3. Tasarrufun iptali davasının görülebilmesi için borçlu hakkında yapılan ve kesinleşen takibin ve dolayısıyla davacının alacağının davanın kesinleşmesine kadar var olması gerekir. Öte yandan, 6100 sayılı Kanun'un 331 inci maddesine göre davanın konusuz kalması hâlinde hakim davanın açıldığı tarihteki tarafların haklılık durumuna göre yargılama giderini takdir ve hükmetmelidir

4. Direnme kararından sonra davacı vekili 01.03.2024 tarihli dilekçesi ile davanın dayanağını oluşturan icra takip dosyasındaki borç haricen ödendiğinden davanın konusu kalmadığını, bu nedenle kanun yoluna başvuru hakkından feragat ettiğini, davalılar vekili ise aynı gün sunulan dilekçe ile karşı taraftan yargılama gideri ve vekâlet ücreti talebinin bulunmadığını belirtmiştir. Söz konusu dilekçeler üzerine davacı vekilinin kayıtsız şartsız feragat yetkisini içeren vekâletname ile ilgili eksikliğin tamamlanması ve talebin net olarak açıklanması amacıyla yazılan müzekkere üzerine eksiklik tamamlanmamış ancak davacı vekilince sunulan 26.01.2024 tarihli dilekçede ise, davaya konu icra dosyalarına ait borcun tamamı haricen ödendiğinden davanın konusuz kaldığını, bu yönde karar verilmesini talep ettiklerini, konusuz kalma nedeniyle her iki tarafın da yargılama gideri ve vekâlet ücretine yönelik talebi bulunmadığını belirtmiştir.

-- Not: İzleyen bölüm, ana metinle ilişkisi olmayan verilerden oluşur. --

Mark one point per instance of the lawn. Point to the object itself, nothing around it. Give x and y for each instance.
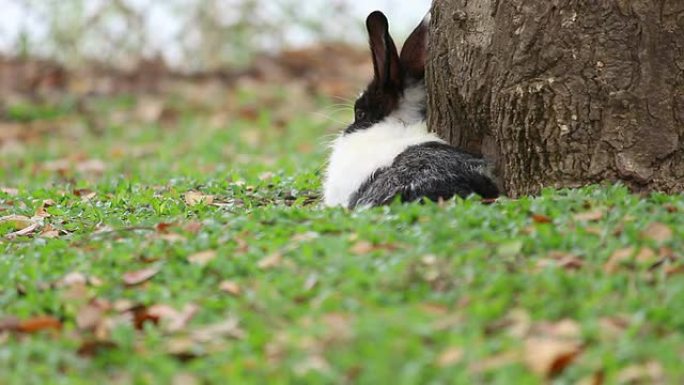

5. Davacı alacaklı vekili, borcun ödendiğini ve davalı taraf ile anlaştıklarını belirttiğinden, yukarıda bahsi geçen dilekçeler değerlendirilip, mahkemece icra dayanağı takip dosyasındaki borcun ödenip ödenmediği tesbit edilerek, oluşacak sonuca göre ödenmiş olması hâlinde konusu kalmayan dava hakkında karar verilmesine yer olmadığına karar verilmesi için direnme kararının bu değişik gerekçe ile kararın bozulması gerekmiştir.

VIII. KARAR

Açıklanan sebeplerle;

Davacı vekilinin temyiz itirazlarının kabulü ile direnme kararının yukarıda belirtilen değişik gerekçe ve nedenlerden dolayı 6100 sayılı Hukuk Muhakemeleri Kanunu’nun (6100 sayılı Kanun) 371 inci maddesi gereğince BOZULMASINA,

Bozma sebebine göre sair temyiz itirazlarının incelenmesine yer olmadığına,

İstek hâlinde temyiz peşin harcının yatırana geri verilmesine,

Dosyanın 6100 sayılı Kanun’un 373 üncü maddesinin ikinci fıkrası uyarınca İlk Derece Mahkemesine gönderilmesine,

06.03.2024 tarihinde oy birliğiyle kesin olarak karar verildi.